The goal of this dataset is to provide data visualisation of the GDP sector composition of countries.

In [None]:
import pandas as pd
import matplotlib.pyplot as plt
from os import stat
from IPython.display import display
%matplotlib inline

## Importing the dataset
First, we need to import the dataset, using the `pandas` library.

In [None]:
# Size of the file

filename = 'data/gdp-sector-composition.csv'

file = stat(filename)
print(f'File size: {file.st_size / 1024} kB.')

# Read the CSV file

df = pd.read_csv(filename, low_memory=False)
df.rename(columns={'Unnamed: 5': 'Rank Agriculture', 'Unnamed: 6' : 'Agriculture % of GDP', 'Unnamed: 8' : 'Rank Industry', 'Unnamed: 9' : 'Industry % of GPD', 'Unnamed: 11': 'Rank Services', 'Unnamed: 12' : 'Services % of GDP'}, inplace=True)

for col in df.columns:
    if col.startswith('Country'): continue
    if df[col].dtype == 'object':
        df[col] = pd.to_numeric(df[col], errors='coerce')
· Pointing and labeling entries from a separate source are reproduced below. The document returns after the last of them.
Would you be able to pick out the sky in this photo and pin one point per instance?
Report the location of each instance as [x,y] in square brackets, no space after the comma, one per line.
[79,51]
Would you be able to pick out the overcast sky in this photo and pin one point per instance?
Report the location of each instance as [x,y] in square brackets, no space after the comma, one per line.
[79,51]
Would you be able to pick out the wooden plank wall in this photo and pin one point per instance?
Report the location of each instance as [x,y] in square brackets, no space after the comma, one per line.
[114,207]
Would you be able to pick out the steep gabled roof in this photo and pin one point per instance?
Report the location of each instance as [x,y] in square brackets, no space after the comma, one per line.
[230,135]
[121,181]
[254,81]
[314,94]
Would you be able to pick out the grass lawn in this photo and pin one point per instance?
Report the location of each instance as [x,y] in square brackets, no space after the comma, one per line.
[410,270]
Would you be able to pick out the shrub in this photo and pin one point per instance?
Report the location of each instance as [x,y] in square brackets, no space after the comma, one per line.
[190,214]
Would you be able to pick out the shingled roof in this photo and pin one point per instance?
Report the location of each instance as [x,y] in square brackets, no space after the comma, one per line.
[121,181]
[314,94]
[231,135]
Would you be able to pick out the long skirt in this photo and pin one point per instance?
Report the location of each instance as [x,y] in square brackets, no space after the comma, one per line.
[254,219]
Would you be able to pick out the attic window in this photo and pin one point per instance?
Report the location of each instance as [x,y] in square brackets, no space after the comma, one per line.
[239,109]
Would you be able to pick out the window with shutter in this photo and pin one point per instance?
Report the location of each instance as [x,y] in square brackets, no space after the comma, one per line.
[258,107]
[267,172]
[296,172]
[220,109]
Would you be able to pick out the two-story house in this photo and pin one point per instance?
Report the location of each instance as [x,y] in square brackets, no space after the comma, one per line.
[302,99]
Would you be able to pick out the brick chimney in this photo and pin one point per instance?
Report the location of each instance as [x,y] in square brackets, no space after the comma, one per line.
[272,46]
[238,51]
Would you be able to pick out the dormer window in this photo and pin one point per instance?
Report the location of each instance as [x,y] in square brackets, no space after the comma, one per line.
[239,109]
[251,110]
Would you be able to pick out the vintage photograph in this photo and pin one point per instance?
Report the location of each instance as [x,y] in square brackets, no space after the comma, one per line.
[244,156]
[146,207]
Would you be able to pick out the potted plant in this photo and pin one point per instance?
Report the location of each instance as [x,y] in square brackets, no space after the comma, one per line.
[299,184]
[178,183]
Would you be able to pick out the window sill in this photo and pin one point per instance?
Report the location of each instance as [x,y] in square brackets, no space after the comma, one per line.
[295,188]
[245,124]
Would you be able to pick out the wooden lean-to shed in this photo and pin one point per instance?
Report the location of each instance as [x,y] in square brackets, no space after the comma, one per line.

if df.isna().sum().sum() > 0:
    print('There are missing values in the dataset.')
    print('Dropping lines')
    print(f'Number of lines before dropping: {df.shape}')
    df.dropna(axis = 0, inplace=True)
    print(f'Number of lines after dropping: {df.shape}')
else: print(f'Data from the CSV file: {df.shape}')

## Data visualization
We are now going to visualize the data, using the `matplotlib` library.

In [None]:
display(df.info())
display(df.head(10))
display(df.describe())

Now, as our data are ready, we can now visualize them.

In [None]:
plt.figure(figsize=(15, 9))
plt.hist(df['Agriculture % of GDP'], bins=20, color = 'blue', alpha = 0.5, histtype='stepfilled', label='Agriculture', edgecolor='black')
plt.hist(df['Industry % of GPD'], bins=20, color = 'red', alpha = 0.5, histtype='stepfilled', label='Industry', edgecolor='black')
plt.hist(df['Services % of GDP'], bins=20, color = 'green', alpha = 0.5, histtype='stepfilled', label='Services', edgecolor='black')
plt.legend()
plt.title('GDP Sector Composition')
plt.show()

Now, we are going to plot this importance per country.

In [None]:
plt.figure(figsize=(15, 9))
plt.title('Weight of agriculture in GDP')
plt.barh(df['Country/Economy'], df['Agriculture % of GDP'], color = 'blue')
plt.show()

In [None]:
plt.figure(figsize=(15, 9))
plt.title('Weight of industry in GDP')
plt.barh(df['Country/Economy'], df['Industry % of GDP'], color = 'blue')
plt.show()

In [None]:
plt.figure(figsize=(15, 9))
plt.title('Weight of services in GDP')
plt.barh(df['Country/Economy'], df['Services % of GDP'], color = 'blue')
plt.show()

## Repartition per country

In [None]:
for country in df['Country/Economy']:
    plt.figure(figsize=(10, 7))
    plt.title(f'Weight of sectors in GDP of {country}')
    plt.pie(df[df['Country/Economy'] == country][['Agriculture % of GDP', 'Industry % of GPD', 'Services % of GDP']].values[0], labels=['Agriculture', 'Industry', 'Services'], autopct='%1.1f%%', shadow=True, startangle=90)
    plt.show()